Structuring data correctly
This is the single most important foundational skill and the one most teams have never been formally taught. How data is organized determines whether everything built on top of it is reliable. Consistent headers. One data type per column. No merged cells. No totals mixed into raw data rows. This is not advanced. It takes a few hours to learn properly. And it is the difference between AI tools working reliably and AI tools producing outputs that look right but are not.
Understanding PivotTables
PivotTables are how most operational teams summarize data for weekly reporting and decision-making. Most professionals have tried them, found them confusing, and worked around them with manual methods ever since. A team that can build and read PivotTables reliably produces more consistent reports and fewer errors in the analysis that feeds decisions.
Formula literacy
The goal is not for every team member to memorize every Excel function. The goal is for them to be able to read a formula and understand what it is doing. Especially now that AI is writing formulas for them. Without that literacy, your team has no check layer. They are fully dependent on Copilot being correct every time. That is a significant operational risk.

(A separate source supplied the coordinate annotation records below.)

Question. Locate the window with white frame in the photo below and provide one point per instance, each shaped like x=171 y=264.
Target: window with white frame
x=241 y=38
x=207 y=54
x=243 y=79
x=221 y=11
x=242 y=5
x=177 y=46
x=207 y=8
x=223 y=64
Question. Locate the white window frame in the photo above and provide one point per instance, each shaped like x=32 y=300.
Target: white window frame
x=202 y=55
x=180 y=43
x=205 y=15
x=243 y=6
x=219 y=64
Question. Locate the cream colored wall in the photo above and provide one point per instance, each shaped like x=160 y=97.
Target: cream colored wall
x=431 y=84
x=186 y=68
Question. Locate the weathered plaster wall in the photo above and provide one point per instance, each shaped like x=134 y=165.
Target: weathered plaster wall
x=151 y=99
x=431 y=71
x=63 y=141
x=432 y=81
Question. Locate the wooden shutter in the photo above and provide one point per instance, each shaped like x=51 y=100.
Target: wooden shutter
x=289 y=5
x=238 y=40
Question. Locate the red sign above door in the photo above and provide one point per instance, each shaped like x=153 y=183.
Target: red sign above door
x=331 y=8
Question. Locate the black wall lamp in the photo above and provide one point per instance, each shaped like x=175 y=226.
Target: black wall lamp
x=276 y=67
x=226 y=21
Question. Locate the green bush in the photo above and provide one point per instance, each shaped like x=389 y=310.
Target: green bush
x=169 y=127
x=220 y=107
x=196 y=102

Knowing when to question an AI output
This is the skill that is hardest to develop without a foundation and most valuable once it exists. The team member who pauses and asks where a number came from, whether a formula is pulling from the right range, whether the summary reflects what the underlying data actually shows. That person is not being slow. They are being the most valuable person in the room.
What Happens When Teams Use AI Without Excel Training?
If you have rolled out Copilot or are planning to, here is the question worth sitting with.
When your team gets an AI-generated output, who checks it? Does anyone? Do they have the foundational understanding to know what they are looking for?
If the answer is unclear, the risk is not that AI tools are unreliable. The risk is that your team has no framework to catch it when they are. And in departments where decisions get made from data, where procurement numbers, logistics reports, or operational summaries go to leadership, that matters.
The teams that are using AI most effectively right now are not the ones with the most advanced tools. They are the ones where enough people understood the data before the AI arrived.
What Structured Excel Team Training Actually Changes
The difference between informal Excel knowledge and structured team training is not just about skill level. It is about consistency.
When every person on a team has been through the same foundational program, reports come out in consistent formats. Data gets structured the same way. Formulas get built on the same logic. AI tools get used for the right tasks because people understand what the tool is actually doing.
New team members onboard faster because there is a defined baseline. And the HR manager or team lead has actual visibility into who has completed what, where the gaps are, and who needs to go further.
That is what managed team training delivers that self-directed learning never will.
Learnesy is built for exactly this model. Nordic business teams, training in Swedish and Norwegian, with an HR admin dashboard that gives managers real visibility into progress, a dedicated Customer Success Manager, and content built around real workplace scenarios rather than abstract exercises.
Learn more about how Learnesy works for teams or get in touch to talk through what a rollout would look like for your department.
Summary: Do Teams Still Need Excel Training in the Age of AI?
Yes. And here is why.
AI tools make Excel faster. They do not make Excel knowledge irrelevant. What they do is hide the gaps more effectively and give those gaps a more professional finish. The teams getting the most from Copilot and data tools right now are the ones who built a reliable foundation first.
For managers and HR leads, the investment is clear. Structured, managed Excel training before or alongside AI tool rollouts. Not instead of them.